O Tribunal Supremo polaco decidiu, dia 2, suspender os efeitos da lei que antecipa a idade da reforma dos juízes que integram esta alta instância (dos 70 para os 65 anos), recorrendo ao Tribunal de Justiça da União Europeia (TJUE) para esclarecimentos sobre várias questões.

«O Tribunal Supremo tem dúvidas e apresenta estas dúvidas a um órgão independente, estrangeiro, criado em conformidade com os tratados da UE para resolver estas dúvidas», declarou à imprensa a porta-voz do tribunal, Michal Laskowski.

A lei sobre a idade da reforma dos magistrados do Tribunal Supremo está no cerne da reforma judicial levada a cabo pelo governo de direita do partido Direito e Justiça, que tem movido uma campanha de difamação contra os juízes, acusando-os de fazerem parte da herança comunista e serem um obstáculo às reformas preconizadas pelo governo.

A ser aplicada, a lei das reformas afastaria 27 magistrados (cerca de um terço), incluindo a presidente do Supremo, Malgorzata Gersdorf, circunstância que foi qualificada pelos opositores como uma verdadeira purga.

Gersdorf tornou-se um símbolo da resistência à reforma, que tem sido amplamente contestada nas ruas, ao recusar cessar funções apesar de ter atingido os 65 anos.

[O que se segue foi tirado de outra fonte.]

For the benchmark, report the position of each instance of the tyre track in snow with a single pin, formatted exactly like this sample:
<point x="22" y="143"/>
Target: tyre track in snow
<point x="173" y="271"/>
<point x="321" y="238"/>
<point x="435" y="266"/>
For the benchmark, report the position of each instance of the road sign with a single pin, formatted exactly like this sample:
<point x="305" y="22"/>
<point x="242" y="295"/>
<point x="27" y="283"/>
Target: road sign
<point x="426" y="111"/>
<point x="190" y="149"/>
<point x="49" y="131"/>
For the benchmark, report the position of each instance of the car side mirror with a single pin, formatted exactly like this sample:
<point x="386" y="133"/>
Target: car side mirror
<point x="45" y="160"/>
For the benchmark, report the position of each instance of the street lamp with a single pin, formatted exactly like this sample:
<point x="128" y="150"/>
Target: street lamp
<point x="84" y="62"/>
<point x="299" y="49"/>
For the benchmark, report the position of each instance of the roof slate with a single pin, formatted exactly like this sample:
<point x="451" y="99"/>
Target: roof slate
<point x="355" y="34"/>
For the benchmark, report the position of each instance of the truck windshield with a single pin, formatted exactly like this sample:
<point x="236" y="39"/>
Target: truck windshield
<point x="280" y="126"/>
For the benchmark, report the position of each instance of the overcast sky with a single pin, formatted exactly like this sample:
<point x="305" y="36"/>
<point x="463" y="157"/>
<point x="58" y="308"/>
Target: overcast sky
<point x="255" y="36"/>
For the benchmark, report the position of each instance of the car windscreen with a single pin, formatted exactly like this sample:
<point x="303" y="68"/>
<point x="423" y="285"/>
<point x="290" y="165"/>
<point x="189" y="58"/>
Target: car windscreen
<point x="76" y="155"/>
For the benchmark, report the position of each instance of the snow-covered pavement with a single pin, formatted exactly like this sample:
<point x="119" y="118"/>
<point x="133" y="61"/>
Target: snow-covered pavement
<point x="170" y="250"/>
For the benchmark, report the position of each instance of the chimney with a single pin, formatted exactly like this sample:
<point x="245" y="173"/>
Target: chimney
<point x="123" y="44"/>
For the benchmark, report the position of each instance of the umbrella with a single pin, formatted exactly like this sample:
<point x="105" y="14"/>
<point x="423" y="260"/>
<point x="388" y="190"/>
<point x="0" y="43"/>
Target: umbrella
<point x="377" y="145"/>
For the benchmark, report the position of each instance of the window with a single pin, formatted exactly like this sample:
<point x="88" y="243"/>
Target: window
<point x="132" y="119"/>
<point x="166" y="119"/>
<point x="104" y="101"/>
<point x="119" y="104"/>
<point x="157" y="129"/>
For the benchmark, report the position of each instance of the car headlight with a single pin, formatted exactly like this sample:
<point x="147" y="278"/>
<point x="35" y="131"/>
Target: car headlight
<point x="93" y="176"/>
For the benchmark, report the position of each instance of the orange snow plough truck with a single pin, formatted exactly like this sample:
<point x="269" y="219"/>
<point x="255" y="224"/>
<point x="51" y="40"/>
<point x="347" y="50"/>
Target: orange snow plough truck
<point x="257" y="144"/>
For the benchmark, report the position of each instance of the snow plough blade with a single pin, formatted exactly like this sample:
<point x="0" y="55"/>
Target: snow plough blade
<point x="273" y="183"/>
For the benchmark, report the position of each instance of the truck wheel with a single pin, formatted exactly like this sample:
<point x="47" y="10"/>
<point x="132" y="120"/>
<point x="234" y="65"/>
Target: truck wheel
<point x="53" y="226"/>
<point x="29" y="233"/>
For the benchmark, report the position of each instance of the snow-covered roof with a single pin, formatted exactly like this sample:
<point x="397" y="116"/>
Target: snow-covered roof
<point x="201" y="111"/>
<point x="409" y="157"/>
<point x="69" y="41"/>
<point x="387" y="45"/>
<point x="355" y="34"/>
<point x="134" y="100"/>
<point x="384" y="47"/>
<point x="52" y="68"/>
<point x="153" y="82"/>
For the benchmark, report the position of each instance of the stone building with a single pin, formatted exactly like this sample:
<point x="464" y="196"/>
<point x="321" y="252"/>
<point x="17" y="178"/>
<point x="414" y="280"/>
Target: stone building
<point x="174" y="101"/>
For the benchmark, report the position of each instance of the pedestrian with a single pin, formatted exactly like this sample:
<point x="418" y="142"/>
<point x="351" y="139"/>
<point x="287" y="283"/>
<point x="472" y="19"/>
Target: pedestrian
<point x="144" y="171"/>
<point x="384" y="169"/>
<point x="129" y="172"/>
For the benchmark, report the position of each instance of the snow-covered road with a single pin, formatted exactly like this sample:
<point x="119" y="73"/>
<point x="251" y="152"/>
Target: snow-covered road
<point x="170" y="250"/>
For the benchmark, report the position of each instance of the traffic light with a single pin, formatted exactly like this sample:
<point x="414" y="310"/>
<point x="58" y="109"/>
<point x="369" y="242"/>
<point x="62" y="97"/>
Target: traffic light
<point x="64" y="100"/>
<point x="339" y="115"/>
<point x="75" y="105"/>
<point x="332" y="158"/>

Fê-lo invocando a Constituição que fixa em seis anos o seu mandato, até 2020.

Entre as cinco questões apresentadas ao TJUE destaca-se a de saber se a reforma judicial está em conformidade com o princípio de inamovibilidade dos juízes. Este procedimento suspende automaticamente a aplicação da lei, até a instância europeia se pronunciar.